The Fairfax County Board of Supervisors, faced with statistics showing that about one in seven county residents has an alcohol abuse problem, endorsed a comprehensive alcohol treatment program yesterday.
The program , expected to begin next summer, was descriped as the county's most ambitious effort to deal with its alcohol abuses, including an estimated 19,000 alcoholics. It would increase out-patient services for persons with alcohol problems and pool existing services under a central director while easing the caseload for hospitals and other in-patient facilities.
The proposal was developed and presented to the supervisors by the Fairfax Hospital Association and the Fairfax-Falls Church Community Services Board. Michael Green, assistant director of planning for the community services board, said the treatment program should not cost the county much more than the $1.4 million it now spends on alcohol abuse services.
The Washington area has one of the highest incidences of alcohol abuse in the nation, according to specialists in the field. Nationally, one in 10 persons has a drinking problem serious enough to cause the loss of a job, marital trouble or arrest.
"Our present treatment facilities are overpopulated," said John M. Hardy, director of alcohol and drug programs for the community services board. "We have people we are turning away or people we are not able to help on a timely basis."
Hardy and other treatment care experts told board members that the concept of out-patient facilities for alcohol abusers is relatively new in the nation but has shown good results. It also has been less expensive to operate.
"We hope to reach more people and bring them into a treatment program," Hardy said.

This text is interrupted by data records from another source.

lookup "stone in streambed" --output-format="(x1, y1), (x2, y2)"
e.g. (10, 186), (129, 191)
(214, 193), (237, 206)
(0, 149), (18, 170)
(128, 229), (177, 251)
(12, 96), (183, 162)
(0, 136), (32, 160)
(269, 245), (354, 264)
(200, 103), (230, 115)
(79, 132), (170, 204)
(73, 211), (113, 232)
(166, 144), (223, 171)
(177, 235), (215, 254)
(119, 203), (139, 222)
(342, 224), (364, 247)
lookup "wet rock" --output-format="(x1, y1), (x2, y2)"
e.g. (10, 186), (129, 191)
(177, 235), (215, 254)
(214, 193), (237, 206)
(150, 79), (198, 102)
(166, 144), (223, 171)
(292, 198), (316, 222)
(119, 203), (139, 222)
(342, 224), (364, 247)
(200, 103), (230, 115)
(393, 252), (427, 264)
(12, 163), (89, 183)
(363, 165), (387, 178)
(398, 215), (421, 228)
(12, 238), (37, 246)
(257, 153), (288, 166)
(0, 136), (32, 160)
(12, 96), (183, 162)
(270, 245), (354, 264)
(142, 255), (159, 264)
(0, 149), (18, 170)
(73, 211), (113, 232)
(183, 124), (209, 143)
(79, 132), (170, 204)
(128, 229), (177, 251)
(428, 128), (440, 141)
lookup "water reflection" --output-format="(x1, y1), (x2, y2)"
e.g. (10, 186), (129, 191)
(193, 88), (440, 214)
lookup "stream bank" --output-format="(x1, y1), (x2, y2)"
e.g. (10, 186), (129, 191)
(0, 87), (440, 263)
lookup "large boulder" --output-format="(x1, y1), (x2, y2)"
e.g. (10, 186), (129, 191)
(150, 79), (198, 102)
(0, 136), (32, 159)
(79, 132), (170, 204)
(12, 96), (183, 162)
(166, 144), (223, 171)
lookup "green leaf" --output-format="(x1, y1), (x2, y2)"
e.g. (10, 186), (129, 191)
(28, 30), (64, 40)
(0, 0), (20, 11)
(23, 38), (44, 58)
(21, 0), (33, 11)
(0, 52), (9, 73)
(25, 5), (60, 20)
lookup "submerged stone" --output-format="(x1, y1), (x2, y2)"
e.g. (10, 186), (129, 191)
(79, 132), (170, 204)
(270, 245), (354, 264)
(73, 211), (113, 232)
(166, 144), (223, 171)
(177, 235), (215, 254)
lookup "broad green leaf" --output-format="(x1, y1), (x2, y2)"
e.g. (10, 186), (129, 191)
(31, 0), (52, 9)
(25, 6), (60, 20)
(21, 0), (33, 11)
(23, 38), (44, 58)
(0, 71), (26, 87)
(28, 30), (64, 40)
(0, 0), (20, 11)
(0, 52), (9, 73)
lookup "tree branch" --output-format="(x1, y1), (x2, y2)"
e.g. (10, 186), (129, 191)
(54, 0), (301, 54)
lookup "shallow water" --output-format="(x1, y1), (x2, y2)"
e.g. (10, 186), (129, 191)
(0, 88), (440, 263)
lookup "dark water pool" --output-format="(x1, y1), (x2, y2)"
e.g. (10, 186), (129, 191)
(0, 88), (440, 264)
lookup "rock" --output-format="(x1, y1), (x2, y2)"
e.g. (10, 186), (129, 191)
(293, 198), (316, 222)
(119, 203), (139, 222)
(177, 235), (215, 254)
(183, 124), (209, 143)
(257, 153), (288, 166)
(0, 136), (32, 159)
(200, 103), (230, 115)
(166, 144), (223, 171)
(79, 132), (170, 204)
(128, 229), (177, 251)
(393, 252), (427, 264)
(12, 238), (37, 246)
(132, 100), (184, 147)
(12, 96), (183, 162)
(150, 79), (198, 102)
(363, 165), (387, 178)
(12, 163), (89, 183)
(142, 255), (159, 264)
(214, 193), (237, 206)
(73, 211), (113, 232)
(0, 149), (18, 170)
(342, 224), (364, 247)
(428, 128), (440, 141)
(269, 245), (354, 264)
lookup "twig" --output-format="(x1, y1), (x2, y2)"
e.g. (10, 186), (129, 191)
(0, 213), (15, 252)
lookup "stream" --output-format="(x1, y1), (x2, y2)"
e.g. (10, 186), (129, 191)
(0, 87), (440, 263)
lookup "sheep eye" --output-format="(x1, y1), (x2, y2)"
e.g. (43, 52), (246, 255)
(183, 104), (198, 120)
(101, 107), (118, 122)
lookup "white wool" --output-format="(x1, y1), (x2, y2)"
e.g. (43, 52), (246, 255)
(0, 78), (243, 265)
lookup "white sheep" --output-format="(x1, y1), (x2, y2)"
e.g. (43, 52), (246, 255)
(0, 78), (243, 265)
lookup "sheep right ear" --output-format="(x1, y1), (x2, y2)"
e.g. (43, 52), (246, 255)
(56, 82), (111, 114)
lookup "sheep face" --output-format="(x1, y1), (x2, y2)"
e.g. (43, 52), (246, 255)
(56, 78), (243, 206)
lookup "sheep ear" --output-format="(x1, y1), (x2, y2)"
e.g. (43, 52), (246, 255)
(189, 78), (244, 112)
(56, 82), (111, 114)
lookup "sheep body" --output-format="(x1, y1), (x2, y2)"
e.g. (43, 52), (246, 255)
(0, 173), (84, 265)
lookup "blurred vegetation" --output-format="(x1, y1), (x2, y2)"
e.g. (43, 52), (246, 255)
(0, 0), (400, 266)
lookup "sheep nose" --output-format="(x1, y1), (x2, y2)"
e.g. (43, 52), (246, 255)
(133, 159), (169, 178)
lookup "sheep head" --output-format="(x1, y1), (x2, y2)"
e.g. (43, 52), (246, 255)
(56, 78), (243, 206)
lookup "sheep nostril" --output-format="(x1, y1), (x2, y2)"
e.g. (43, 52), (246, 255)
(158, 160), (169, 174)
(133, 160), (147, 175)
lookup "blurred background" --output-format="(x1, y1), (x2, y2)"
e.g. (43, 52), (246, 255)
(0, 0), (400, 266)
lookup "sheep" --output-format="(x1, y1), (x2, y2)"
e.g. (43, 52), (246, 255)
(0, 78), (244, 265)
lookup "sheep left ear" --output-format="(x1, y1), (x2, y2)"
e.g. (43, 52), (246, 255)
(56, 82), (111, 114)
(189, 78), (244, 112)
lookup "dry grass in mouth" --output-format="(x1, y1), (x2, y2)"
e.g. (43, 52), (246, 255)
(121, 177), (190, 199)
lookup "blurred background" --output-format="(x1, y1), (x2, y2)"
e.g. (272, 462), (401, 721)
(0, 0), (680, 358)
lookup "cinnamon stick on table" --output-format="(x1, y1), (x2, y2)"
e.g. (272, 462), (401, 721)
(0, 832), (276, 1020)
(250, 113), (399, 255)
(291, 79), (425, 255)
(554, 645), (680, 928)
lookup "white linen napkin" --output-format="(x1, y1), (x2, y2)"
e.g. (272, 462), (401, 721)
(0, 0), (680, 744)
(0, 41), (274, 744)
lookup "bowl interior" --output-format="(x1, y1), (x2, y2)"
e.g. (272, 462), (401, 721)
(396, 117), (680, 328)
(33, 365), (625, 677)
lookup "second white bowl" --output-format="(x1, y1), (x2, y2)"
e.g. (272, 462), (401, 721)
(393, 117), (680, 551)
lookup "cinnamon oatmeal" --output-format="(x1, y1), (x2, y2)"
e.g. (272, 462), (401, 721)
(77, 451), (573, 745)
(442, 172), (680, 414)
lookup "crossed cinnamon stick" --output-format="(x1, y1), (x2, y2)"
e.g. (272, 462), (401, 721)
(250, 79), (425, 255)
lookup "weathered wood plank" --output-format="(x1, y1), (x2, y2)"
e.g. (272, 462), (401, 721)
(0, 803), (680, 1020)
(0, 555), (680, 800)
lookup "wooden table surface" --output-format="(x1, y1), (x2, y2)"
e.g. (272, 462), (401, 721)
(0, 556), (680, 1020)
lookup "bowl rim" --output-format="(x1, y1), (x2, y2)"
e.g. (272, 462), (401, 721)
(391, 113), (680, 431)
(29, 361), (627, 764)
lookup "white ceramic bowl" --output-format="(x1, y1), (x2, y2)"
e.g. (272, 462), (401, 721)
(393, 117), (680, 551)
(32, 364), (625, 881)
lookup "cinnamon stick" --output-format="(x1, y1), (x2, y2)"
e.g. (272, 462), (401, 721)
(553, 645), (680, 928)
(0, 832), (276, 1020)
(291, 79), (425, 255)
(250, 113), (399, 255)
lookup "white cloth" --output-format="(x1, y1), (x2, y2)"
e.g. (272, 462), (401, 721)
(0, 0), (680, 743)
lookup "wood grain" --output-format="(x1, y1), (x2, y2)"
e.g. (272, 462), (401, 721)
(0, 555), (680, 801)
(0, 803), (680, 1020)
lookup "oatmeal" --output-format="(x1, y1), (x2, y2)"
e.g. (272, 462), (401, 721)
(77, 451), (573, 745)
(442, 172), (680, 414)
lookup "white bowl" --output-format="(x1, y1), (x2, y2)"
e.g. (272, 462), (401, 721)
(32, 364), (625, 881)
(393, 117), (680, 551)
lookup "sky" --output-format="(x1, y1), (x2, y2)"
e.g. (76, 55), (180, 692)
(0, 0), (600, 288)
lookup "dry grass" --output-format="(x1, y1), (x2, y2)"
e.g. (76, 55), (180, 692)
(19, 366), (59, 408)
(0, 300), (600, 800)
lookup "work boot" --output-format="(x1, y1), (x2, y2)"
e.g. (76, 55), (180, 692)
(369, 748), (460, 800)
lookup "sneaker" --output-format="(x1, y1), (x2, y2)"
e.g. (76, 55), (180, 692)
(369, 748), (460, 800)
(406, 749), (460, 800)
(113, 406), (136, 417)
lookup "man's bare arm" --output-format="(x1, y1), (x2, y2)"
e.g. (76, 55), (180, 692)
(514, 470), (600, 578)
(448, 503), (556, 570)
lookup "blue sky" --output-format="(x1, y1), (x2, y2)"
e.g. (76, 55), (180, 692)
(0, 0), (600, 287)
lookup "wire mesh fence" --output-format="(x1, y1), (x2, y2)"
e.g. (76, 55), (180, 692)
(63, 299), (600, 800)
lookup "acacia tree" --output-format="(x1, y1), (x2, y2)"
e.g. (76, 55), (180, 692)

Detoxification and rehabilitation efforts, he added, work better on an out-patient basis when the family as well as the one with the drinking problem is involved.
The county's three hospitals handle about 10 to 12 patients a day in their treatment units, but the rate of recidivism is reported to exceed 50 percent.
After expressing surprise at the county's alcohol abuse statistics, board of supervisors members queried treatment experts about the program's impact on jailed prisoners who have drinking problems.
Sheriff James Swinson told the board he expected the revamped system "to help take some pressure off the jail." But he cautioned that problem drinkers charged with felonies would need special security arrangements that do not now exist at the county hospitals.
"This program sounds excellent, but I've heard this song before," Swinson said. He reminded the board that he had unsuccessfully urged them to include secure hospital facilities for jail inmates when a new wing was added to Fairfax Hospital in 1967.
Hardy noted that the county already is providing counseling services for jail inmates with drinking problems, and he said that the new proposal would provide follow-up services once they are released.
But, Hardy emphasized, "the majority of the people we treat don't come to us through the criminal justice system."
Operators of the program are applying for a U.S. grant to help defray some of the costs and expect to recoup much of their expenses through reimbursement from private insurance companies that have been increasingly willing to provide coverage for out-patient treatment.